Kernel Panic Advice

Issues related to applications and software problems
dcrdev
Posts: 70
Joined: 2015/10/25 23:42:17

Kernel Panic Advice

Post by dcrdev » 2017/08/08 14:41:31

Usually when I've dealt with Kernel panics in the past I've been able to pinpoint it to a specific action I'd taken, with the system I've just set up I have not been able to do so. The trouble is I can't reproduce them and since this machine is a server I need to ensure it is reliable - I'm not really sure what to do in this situation so would like some advice.

Since setting the system up I've experienced 2 kernel panics:
  • The first time I was setting up a docker container and ssh just stopped working. Conneting via IPMI revealed that the machine had dropped to dracut and was asking me to decrypt the main volume so that kdump could kick in. Stupidly I just put this down to docker and removed the crash kernel.
  • The second time occurred maybe an hour after the first one and occurred whilst I was configuring postfix. The same thing happened - dropped to dracut, decrypted the main volume; except this time it threw an out-of-memory error and froze, bit confused by that given I have 64gb RAM and this is at the moment a fairly minimal install. Anyway kdump did not manage to dump the crash kernel - so I hard rebooted. On reboot my system logs were being flooded with 1000's of selinux denials on /var/log/messages, I relabelled the entire filesystem and the errors were gone. Sometime later I started receiving crond errors about unexpected file endings in /var/log/sa - I cleared out /var/log/sa and ran "/usr/lib64/sa/sa2 -A" and that fixed the errors.
The system has been running for 48 hours now without issue - nothing unusual in the logs as far as I can tell, docker, postfix all working. My question is - should I trust this system? Are there any tests you'd advise?

Memtest ran fine and did about 8 passes, IPMI monitoring all shows everything being within normal parameters and I've stressed the machine with Prime95 for days. Additionally the system is running on ZFS and is showing no checksum errors; worth noting that I'm using ECC memory here.

aks
Posts: 3073
Joined: 2014/09/20 11:22:14

Re: Kernel Panic Advice

Post by aks » 2017/08/17 18:14:34

Well we don't have a clue. The system has rebooted twice for unknown reasons. Running out of RAM (and thus, swap - you do have swap right?) is not a good thing! But we don't know why.
The sar problems would be related to a complete halt of the system and not being able to write "final" details to disk.

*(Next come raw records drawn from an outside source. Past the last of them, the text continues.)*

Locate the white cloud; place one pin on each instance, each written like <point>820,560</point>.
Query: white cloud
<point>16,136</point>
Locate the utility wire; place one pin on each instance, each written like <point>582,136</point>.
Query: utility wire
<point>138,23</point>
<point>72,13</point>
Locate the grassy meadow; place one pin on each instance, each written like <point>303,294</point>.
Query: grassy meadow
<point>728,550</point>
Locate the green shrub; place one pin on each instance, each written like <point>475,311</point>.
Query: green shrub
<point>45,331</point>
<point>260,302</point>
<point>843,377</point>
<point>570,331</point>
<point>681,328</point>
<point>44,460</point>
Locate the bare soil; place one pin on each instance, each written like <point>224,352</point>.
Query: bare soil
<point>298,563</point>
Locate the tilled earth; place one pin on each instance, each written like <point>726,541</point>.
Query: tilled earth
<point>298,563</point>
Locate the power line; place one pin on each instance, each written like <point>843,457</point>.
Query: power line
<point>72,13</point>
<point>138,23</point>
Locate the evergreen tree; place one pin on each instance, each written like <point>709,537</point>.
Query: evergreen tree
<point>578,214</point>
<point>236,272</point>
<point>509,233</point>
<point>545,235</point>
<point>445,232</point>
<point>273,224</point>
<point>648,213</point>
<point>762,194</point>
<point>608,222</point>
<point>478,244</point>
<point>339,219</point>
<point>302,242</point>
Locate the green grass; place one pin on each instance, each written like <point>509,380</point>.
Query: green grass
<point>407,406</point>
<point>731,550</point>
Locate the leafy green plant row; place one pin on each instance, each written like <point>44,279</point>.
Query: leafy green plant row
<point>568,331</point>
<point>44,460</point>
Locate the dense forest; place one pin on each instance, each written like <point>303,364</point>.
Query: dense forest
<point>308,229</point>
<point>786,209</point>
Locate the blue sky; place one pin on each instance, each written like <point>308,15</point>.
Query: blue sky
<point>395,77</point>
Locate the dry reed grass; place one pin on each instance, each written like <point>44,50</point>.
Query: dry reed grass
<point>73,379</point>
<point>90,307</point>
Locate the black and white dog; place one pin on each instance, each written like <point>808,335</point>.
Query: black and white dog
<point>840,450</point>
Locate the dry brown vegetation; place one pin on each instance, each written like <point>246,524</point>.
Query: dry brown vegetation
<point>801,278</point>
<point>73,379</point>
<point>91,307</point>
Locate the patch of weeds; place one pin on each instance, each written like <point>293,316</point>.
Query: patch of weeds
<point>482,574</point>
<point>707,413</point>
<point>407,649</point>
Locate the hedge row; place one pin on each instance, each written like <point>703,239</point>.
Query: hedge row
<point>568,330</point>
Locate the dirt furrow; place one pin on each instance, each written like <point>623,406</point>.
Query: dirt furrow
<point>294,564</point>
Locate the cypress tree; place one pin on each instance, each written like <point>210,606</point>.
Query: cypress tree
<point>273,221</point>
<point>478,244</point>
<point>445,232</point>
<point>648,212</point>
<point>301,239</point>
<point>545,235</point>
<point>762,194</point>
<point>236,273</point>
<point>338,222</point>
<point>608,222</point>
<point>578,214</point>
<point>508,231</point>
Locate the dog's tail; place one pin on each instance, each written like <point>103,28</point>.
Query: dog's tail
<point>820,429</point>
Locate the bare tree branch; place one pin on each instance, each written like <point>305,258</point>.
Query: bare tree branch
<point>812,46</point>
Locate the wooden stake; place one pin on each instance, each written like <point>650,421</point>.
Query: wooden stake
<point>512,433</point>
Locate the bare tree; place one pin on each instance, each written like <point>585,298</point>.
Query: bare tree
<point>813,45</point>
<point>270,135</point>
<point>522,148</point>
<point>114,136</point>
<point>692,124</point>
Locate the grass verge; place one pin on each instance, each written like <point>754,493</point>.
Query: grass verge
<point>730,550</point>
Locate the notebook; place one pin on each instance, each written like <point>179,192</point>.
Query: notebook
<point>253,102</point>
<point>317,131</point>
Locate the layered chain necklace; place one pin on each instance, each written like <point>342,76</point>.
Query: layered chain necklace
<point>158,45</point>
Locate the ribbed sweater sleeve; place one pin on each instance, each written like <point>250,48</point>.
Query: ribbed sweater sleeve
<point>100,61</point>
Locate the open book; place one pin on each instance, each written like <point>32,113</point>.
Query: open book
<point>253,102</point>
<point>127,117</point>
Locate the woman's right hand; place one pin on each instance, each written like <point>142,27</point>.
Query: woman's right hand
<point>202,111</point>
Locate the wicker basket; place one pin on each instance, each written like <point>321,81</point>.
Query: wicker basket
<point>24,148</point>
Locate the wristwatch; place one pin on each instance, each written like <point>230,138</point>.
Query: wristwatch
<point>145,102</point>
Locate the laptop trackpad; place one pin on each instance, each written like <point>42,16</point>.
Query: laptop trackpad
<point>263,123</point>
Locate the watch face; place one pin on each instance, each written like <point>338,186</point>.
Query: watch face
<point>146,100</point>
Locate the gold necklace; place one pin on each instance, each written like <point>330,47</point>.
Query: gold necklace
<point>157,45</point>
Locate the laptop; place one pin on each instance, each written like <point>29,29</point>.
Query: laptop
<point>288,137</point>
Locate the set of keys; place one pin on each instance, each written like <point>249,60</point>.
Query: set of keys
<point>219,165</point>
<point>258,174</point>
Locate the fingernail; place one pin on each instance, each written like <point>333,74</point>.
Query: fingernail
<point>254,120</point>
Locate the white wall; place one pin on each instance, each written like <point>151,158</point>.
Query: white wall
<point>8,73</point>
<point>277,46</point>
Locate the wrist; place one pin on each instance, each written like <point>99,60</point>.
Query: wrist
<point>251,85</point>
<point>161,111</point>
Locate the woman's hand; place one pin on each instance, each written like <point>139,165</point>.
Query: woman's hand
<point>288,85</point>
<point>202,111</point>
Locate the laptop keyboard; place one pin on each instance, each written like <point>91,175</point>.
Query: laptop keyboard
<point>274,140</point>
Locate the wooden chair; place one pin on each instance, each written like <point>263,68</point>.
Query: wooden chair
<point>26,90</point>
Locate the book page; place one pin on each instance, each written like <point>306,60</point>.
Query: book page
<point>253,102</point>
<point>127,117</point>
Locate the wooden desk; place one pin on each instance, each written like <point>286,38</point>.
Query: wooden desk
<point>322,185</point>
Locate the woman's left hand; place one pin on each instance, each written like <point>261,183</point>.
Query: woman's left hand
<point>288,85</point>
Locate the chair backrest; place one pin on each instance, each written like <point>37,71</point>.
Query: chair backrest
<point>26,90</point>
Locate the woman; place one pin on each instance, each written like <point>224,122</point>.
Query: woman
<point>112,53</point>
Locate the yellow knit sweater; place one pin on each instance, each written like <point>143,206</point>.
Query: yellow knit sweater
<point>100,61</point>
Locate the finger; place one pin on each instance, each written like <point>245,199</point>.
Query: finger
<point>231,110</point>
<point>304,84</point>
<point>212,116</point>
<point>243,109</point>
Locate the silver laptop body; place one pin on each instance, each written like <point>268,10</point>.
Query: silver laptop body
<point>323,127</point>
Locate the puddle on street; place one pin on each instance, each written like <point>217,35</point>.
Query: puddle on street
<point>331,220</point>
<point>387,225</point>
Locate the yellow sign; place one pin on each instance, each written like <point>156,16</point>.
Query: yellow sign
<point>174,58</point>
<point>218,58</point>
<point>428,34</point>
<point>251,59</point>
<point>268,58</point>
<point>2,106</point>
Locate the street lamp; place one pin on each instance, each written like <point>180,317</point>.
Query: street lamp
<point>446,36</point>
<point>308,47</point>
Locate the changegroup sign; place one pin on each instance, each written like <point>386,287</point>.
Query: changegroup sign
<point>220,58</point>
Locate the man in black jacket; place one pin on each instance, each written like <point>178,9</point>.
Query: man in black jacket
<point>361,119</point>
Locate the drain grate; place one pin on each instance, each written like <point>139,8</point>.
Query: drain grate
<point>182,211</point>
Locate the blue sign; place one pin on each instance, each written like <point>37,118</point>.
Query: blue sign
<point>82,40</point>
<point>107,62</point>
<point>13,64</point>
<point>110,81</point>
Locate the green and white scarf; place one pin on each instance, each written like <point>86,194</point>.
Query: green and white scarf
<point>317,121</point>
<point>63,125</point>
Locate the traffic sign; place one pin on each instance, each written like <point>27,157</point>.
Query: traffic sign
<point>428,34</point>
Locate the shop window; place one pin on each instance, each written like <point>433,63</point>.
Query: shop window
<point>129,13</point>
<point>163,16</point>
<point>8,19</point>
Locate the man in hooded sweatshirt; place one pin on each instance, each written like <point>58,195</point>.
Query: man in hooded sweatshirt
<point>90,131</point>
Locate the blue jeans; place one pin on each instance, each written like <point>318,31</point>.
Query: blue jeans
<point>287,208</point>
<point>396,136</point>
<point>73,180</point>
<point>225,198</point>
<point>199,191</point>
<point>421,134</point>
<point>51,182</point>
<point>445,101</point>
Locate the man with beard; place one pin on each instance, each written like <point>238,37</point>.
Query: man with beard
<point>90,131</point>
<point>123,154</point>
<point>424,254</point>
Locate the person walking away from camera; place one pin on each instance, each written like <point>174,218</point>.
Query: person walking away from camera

Test hardware (you've tested RAM), what's your IO bottleneck? Do you know how much IO your system can handle? I don't know Prime95, but yes, stress test the system (introduce a "leaky" app - ram wise), what happens? Do a whole bunch of IO,. what happens? Run a CPU intensive app (factoring prime numbers is usually a good one), what happens at saturation?
Now that you know (at least some) of your limits, what does the application(s) that are/will be running there require? Will the system support those application(s)? If yes, you're fine, if not, go back to the drawing board.

hunter86_bg
Posts: 2019
Joined: 2015/02/17 15:14:33
Location: Bulgaria
Contact:

Re: Kernel Panic Advice

Post by hunter86_bg » 2017/08/17 18:58:21

I'm in the same situation , but only suspecting a kernel panic. As the machine is in a cluster -it gets fenced.
I was thinking about activating the "netconsole" which might give a clue why this happened.

Have you thought about it ?

dcrdev
Posts: 70
Joined: 2015/10/25 23:42:17

Re: Kernel Panic Advice

Post by dcrdev » 2017/08/18 16:16:28

Ok so it happened again when playing round with docker - this time round after several reboots, I now get a kernel panic before I can actually get into the system. It has given me the opportunity to see the error message though - looks like an occurrence of this: https://bugs.centos.org/print_bug_page.php?bug_id=13063

I've got the exact same error and am using NVME + ZFS , although no idea what drbd is so probably not using that.

Not really sure what to do now - I've spent ages configuring everything to perfection and thoroughly fed up. The only way forward I can think of is to import the pool on a live image and grab the configuration, then start again.

aks
Posts: 3073
Joined: 2014/09/20 11:22:14

Re: Kernel Panic Advice

Post by aks » 2017/08/18 18:36:40

FYI: drbd is a distributed block replication device. Like a mirror of disks, but on different machines.
Seems the bug is related to heavy I/O (like Docker does with it "layering" of changes). Posts suggest a "flood" of the NVME queue to the point where the kernel can not cope. That suggests to me that the underlaying filesystem (in your case ZFS) can't keep up. One of the big "things" with ZFS is the L2 ARC - I seems to recall it's a big choke point.
Perhaps try it on a different filesystem?
ZFS is friggin' awesome (albeit like 10-15 years old now - when did Solaris 10 come out?) and works very well on Solaris, but Solaris is not Linux .....

dcrdev
Posts: 70
Joined: 2015/10/25 23:42:17

Re: Kernel Panic Advice

Post by dcrdev » 2017/08/18 21:48:57

^ Thanks for explaining it to me, although isn't L2ARC stored in volatile memory - shouldn't that be uber fast, I have a lot of it and it's clocked at 2400mhz.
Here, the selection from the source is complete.